We now define the EthernetHeader
header:
type EthernetHeader {.packed.} = object
dst: array[6, uint8]
src: array[6, uint8]
ethType: uint16
This type mirrors the standard Ethernet frame format:
Field | Offset | Size (bytes) | Description |
---|---|---|---|
dst | 0 | 6 | Destination MAC address |
src | 6 | 6 | Source MAC address |
ethType | 12 | 2 | EtherType (e.g. 0x0800 = IPv4) |
Here is the code:
proc formatMac(mac: openArray[uint8]): string =
mac.mapIt(fmt"{it:02x}").join(":")
type
FrameData = object
dest_mac: string
src_mac: string
eth_type: string
eth_type_name: string
payload: seq[uint8]
proc read_frame(self: var BPFLinkLayer): FrameData =
var buffer: array[4096, uint8]
let bytesRead = read(cint(self.bpf_fd), addr buffer[0], buffer.len)
if bytesRead <= 0:
stdout.styledWriteLine(fgRed, "Failed to read\n")
raise newException(Exception, "Failed to read")
let bh = cast[ptr BPFHeader](unsafeAddr buffer[0])[]
let pktStart = bh.bh_hdrlen.int
let pktEnd = pktStart + bh.bh_caplen.int
if pktEnd > buffer.len:
stdout.styledWriteLine(fgRed, "Packet data exceeds buffer length\n")
raise newException(Exception, "Packet data exceeds buffer length")
let ethFrame = buffer[pktStart ..< pktEnd]
if ethFrame.len < 14:
stdout.styledWriteLine(fgRed, "Incomplete Ethernet frame\n")
raise newException(Exception, "Incomplete Ethernet frame")
let dest_mac = ethFrame[0..5]
let src_mac = ethFrame[6..11]
var eth_type: uint16
bigEndian16(addr eth_type, unsafeAddr ethFrame[12])
let payload = ethFrame[14..<ethFrame.len]
let dest_mac_str = formatMac(dest_mac)
let src_mac_str = formatMac(src_mac)
let eth_type_str = "0x" & eth_type.toHex(4)
result = FrameData(
dest_mac: dest_mac_str,
src_mac: src_mac_str,
eth_type: eth_type_str,
eth_type_name: ETHERTYPES.getOrDefault(int(eth_type), "Unknown"),
payload: @payload
)
Breakdown:
- We allocate a 4KB buffer and read from the BPF file descriptor. This gives us raw packet bytes.
- If the BPF handler didn’t return any bytes (or returned an error), we raise an exception.
- We then parse the BPF header by directly casting it to our defined
BPFHeader
object. - After that we compute where the actual Ethernet frame starts and ends. Important part here is to validate the boundaries.
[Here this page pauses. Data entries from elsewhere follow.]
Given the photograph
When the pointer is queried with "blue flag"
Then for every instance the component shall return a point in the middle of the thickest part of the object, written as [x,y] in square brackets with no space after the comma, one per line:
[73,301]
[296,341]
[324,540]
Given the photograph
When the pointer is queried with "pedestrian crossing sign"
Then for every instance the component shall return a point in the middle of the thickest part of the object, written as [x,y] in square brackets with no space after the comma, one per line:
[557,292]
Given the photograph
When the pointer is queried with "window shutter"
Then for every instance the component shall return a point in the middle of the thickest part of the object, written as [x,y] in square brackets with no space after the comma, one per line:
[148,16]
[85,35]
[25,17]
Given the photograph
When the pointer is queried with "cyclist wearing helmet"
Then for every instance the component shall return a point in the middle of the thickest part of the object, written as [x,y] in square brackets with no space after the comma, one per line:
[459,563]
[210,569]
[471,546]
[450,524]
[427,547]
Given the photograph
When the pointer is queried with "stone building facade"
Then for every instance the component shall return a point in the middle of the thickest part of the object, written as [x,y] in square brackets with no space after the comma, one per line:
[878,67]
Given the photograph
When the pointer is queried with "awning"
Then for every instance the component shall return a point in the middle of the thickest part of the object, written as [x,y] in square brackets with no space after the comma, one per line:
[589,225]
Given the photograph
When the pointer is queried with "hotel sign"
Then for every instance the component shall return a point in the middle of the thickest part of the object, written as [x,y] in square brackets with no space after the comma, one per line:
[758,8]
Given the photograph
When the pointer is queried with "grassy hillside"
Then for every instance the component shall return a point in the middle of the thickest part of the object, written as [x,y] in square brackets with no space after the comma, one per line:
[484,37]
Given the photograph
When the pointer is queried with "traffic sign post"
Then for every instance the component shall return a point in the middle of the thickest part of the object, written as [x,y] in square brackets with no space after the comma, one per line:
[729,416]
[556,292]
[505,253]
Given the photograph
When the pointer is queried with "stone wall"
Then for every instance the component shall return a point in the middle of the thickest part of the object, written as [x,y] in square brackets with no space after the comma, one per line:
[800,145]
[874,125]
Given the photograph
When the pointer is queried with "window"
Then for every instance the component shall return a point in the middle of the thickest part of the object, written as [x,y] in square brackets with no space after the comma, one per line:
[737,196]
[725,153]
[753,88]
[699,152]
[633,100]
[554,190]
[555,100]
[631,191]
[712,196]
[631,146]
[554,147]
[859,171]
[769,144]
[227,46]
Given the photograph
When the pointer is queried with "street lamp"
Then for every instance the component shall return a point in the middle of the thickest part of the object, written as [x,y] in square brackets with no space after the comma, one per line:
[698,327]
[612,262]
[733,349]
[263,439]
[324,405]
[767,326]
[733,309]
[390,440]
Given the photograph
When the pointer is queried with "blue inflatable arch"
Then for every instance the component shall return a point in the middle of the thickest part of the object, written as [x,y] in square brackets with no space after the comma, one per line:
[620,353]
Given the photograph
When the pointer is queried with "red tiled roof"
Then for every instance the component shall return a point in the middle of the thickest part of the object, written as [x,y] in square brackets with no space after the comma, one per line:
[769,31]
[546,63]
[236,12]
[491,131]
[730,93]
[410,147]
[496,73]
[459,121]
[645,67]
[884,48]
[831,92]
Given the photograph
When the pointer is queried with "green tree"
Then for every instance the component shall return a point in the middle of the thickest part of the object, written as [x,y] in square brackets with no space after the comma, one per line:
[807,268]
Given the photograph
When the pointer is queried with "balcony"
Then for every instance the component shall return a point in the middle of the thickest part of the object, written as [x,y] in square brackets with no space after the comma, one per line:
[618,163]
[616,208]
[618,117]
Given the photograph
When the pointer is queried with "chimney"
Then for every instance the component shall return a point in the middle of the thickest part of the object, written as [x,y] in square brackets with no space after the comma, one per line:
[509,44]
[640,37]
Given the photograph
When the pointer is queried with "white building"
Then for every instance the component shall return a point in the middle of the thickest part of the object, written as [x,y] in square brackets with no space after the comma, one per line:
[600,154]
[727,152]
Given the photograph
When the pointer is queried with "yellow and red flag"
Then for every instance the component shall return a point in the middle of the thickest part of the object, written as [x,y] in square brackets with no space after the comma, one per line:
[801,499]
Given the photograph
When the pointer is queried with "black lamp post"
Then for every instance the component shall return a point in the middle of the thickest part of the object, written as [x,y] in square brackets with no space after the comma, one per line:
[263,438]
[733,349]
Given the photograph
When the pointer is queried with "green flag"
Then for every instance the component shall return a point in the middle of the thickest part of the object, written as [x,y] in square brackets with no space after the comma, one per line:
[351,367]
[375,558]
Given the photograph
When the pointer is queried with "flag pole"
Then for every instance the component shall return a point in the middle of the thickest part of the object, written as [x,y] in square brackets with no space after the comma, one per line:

- Parse the Ethernet frame fields. The EtherType field is stored in big-endian order (network byte order), so we deal with it accordingly.
- We parse the MAC addresses using a small
formatMac()
helper - which takes a sequence of 6 bytes (raw MAC address) and turns it into a human-readable string. - We return an object of the Ethernet frame as a
FrameData
, including the frame’s payload defined as a raw byte sequence.
It’s time to finally run our code and see the data:
if isMainModule:
var bpf = BPFLinkLayer(iface: "en0")
bpf.open_bpf()
while true:
let frame = bpf.read_frame()
echo fmt"Source MAC: {frame.src_mac}"
echo fmt"Destination MAC: {frame.dest_mac}"
echo fmt"EtherType: {frame.eth_type} ({frame.eth_type_name})"
echo fmt"Payload length: {frame.payload.len} bytes"
echo "Payload: ", frame.payload.mapIt(fmt"{it:02x}").join("")
echo "---"
Which gives an output that should look like this:
Source MAC: d4:7b:2f:8c:aa:44
Destination MAC: 9a:bc:3e:17:6d:88
EtherType: 0x0800 (IPv4)
Payload length: 1496 bytes
Payload: 450005d8aabbccdd00117e9501fc7d1ae0c9a806321bb0023dd2e0011a45f59008602ec09a2c78f508801000402001c00000101080a12ab45d2347caf3d160303006f0200006b0303aa8f36a3deafcb1a09ffc1f246543a489294eff28c32aa4b14583d8c9ff210fa875638f7029e64915499bc75cc3e860b5da193bc561ebae3d011000020002f001d001e0020cde9c3fa82d91ae74156a3b5ce0d8492e96fa34b3f73834f1edc1c429a1030002d000203041403030001011703030caa3f5a7e42ce91347a3723e81255af20be718374c46d038e5adf4fcb2df7a3de99f2b8dd7ad8ca3a4903382a299f1a2bdf55de647325e39e84c3a5195a934a7e64cd19b3284742503f229e1d624c1a0a379802e7c2a601c3887d4fa7d4b0872fdc6ba7705bfa16e4ec327057d1a9bcdd1484fcab3438f297d7a57cfaf95d89be...
Wrap-up
All of the series code is available on Github - https://github.com/tigranl/network_programming.
I’ll update the table of contents as we progress towards our goal of building the TCP/IP stack!